Quando esco non ho ancora capito cosa sia l’amore. E sono ancora molto lontano dal sapere cosa possa essere il sesso.
La tappa successiva è Butte, una piccola cittadina tra le montagne del Montana, nella Silver Bow County. È un posto di miniere di rame, saloon e prostitute.
È dentro quei locali, dove alcool e sesso sono la merce più venduta, che l’America sogna.
I dollari arrivano all’improvviso. Fortune rapide e altrettanto rapide discese nella disperazione. Butte è un’attrazione. La chiamano la collina più ricca del mondo. I padroni della zona sono i proprietari dell’Anaconda Mining Corporation. È un periodo magico per chi ha il rame, la diffusione dell’elettricità ne ha aumentato in maniera spaventosa la richiesta.
La legge da queste parti è quella della criminalità. I banditi sono figure mitiche, ammirati molto più che odiati. Jesse James è stato ucciso una ventina di anni fa. La sua leggenda gli sopravvive. William Anderson detto “Bloody Bill” è stato un assassino spietato, ma ha ancora il suo fascino su una generazione a caccia di eroi. Gli outlaw, i fuorilegge, riempiono i discorsi dei giovani che cercano qui il loro futuro.
Il pugilato piace. Ha quello spirito selvaggio necessario per conquistare gli uomini e affascinare le donne. In fondo è una lotta per sopravvivere, quella che ognuno di noi continua a combattere ogni ora della sua vita in questo maledetto mondo.
Ho quattordici anni e un lavoro. Me lo guadagno sfoderando faccia tosta e quel tanto di muscoli per chiarire che alle parole sarei pronto a fare seguire i fatti.
Busso alle porte del Copper Queen che è albergo, casino e saloon nel distretto a luci rosse di Butte. Lo frequentano fuorilegge e ubriachi. Il piatto forte sono le prostitute,  sono tantissime. Almeno un centinaio. La maggior parte di loro vive in minuscole stanze con un letto, una stufa a carbone e una piccola credenza con sopra lavabo e brocca. Sono pagate in dollari d’argento che stipano nelle calze per evitare che qualcuno glieli rubi.
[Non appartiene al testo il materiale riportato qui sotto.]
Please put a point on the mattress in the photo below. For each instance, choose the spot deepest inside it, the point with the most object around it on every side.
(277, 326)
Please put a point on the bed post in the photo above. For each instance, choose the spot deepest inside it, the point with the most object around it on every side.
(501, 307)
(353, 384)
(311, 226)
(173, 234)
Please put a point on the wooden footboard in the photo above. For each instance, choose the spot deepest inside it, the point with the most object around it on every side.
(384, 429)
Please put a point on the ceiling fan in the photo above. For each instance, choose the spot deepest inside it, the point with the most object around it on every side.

Sulla porta della stanza hanno una targhetta con il loro nome. Si dice che riescano a guadagnare anche sessanta dollari a notte.
Entro e chiedo un lavoro. Mi portano da Josh Allen.
«Sono il padrone di questo posto, cosa posso fare per te, ragazzo?»
Sono robusto, resisto alla fatica e ho bisogno di soldi.
«Sei un cowboy?»
Vorrei esserlo.
«Come te la cavi a portare i bagagli su per le scale, a scarpinare tutto il giorno?»
La fatica non mi fa paura.
«Proviamo».
Nel saloon incrocio uomini che si concedono facilmente all’alcool, donne che si concedono facilmente. Niente di nuovo per i miei occhi.